Merge "Introduce etcd for service coordination"

This commit is contained in:
Zuul 2019-07-05 12:27:30 +00:00 committed by Gerrit Code Review
commit 555b486973
1 changed files with 209 additions and 0 deletions

209
specs/etcd-coordination.rst Normal file
View File

@ -0,0 +1,209 @@
..
This work is licensed under a Creative Commons Attribution 3.0 Unported
License.
http://creativecommons.org/licenses/by/3.0/legalcode
========================================
Incorporate ETCD as service coordination
========================================
https://storyboard.openstack.org/#!/story/2001842
This spec is part of the ironic-inspector HA work. To further split the
inspector service, this spec proposes to introduce etcd as the base service
for the coordination between ironic-inspector API and conductor services.
Problem description
===================
Based on the previous work, the single process ironic-inspector is logically
splitted into two services both running under ``oslo.service``, namely
``ironic_inspector`` and ``ironic-inspector-conductor``.

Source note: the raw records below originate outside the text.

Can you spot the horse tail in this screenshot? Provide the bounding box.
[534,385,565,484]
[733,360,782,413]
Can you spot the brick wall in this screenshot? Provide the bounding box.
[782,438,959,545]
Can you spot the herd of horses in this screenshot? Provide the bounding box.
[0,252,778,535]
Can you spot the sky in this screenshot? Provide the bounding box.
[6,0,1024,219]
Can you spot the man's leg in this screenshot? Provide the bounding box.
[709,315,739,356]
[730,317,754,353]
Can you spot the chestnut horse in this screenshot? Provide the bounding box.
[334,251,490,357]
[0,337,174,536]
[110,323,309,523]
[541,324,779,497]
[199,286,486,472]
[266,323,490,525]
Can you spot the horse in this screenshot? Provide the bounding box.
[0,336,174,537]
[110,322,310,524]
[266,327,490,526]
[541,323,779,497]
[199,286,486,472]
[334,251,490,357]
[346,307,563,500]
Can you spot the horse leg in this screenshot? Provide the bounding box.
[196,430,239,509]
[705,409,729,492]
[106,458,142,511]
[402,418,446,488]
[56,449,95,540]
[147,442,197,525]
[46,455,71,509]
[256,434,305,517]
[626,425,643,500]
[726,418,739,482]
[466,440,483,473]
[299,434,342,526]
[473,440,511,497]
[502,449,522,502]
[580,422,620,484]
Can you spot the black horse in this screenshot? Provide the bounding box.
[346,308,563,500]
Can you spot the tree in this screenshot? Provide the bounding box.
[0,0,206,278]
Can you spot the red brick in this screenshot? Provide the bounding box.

Currently the functional test uses fake messaging driver which only works
within a single process, To split two services into two processes, we need to
address it before we can split two services into respective executables.

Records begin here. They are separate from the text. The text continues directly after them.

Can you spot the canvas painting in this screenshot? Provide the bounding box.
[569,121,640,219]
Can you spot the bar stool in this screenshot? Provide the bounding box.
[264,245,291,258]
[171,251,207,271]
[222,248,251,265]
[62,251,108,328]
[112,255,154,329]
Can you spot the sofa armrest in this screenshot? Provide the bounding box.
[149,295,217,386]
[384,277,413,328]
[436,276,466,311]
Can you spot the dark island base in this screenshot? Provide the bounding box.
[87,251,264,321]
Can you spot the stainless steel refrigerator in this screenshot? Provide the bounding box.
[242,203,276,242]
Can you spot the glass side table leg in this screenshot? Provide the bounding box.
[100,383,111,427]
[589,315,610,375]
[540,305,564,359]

we can either add rabbitmq support for functional test environment or
introduce another messaging mechanism like ``json-rpc``. Since etcd is already
an OpenStack base service, the community has a preference on the later one.
Even when services are splitted, we are facing the challenge of service
coordination, for multiple inspector conductor services, we need a way to
prevent racing of concurrent operation on the same node, or choosing which
inspector conductor should the request be delivered to.
Proposed change
===============
etcd [#]_ is a distributed key value store that provides a reliable way to
store data across a cluster of machines. As etcd is already a base service
for the OpenStack platform [#]_, the spec proposes to add ``python-etcd3``
and ``tooz`` [#]_ as project requirements for the service coordination.
``tooz`` provides several feature encapsulations like group management,
locking, etc. Group management is only implemented for ETCD API v3, thus
``python-etcd3`` is required.
All proposed work is implemented via ``tooz`` interfaces. Each service will
create a coordinator and keep heartbeating, the example workflow for
ironic-inspector API service is listed below:
#. Create a coordinator with hostname
#. Create a predefined group, bypass if the group already exists. By default,
the group name is ``ironic-inspector-service-group``.
#. Upon each API request, the API service will query members from the group,
randomly pick one conductor and deliver the request to it through rpc
mechanism.
The example workflow for ironic-inspector conductor service is listed below:
#. Create a coordinator with hostname
#. Join the predefined group as a member, the group name is
``ironic-inspector-service-group`` by default. If the group does not exist,
it will be created.
#. Leave group when service is shutdown.
The spec will add two console scripts to support executing API and conductor
services separately, namely ``ironic-inspector-api`` and
``ironic-inspector-conductor``.
To keep backwards compatibility, ``ironic-inspector`` continues to serve the
single process mode, and sticks to use the fake messaging driver. It will be
removed when gets obsolete.
Adds a configuration option ``[DEFAULT]rpc_transport`` to specify the rpc
backend, values can be ``fake`` (the default) or ``oslo``. This option will be
used to determine current execution mode for three console scripts mentioned
above. ``ironic-inspector`` only runs when the rpc transport is ``fake``, while
``ironic-inspector-api`` and ``ironic-inspector-conductor`` only run when it's
not ``fake``. We expect to add ``json-rpc`` in the future.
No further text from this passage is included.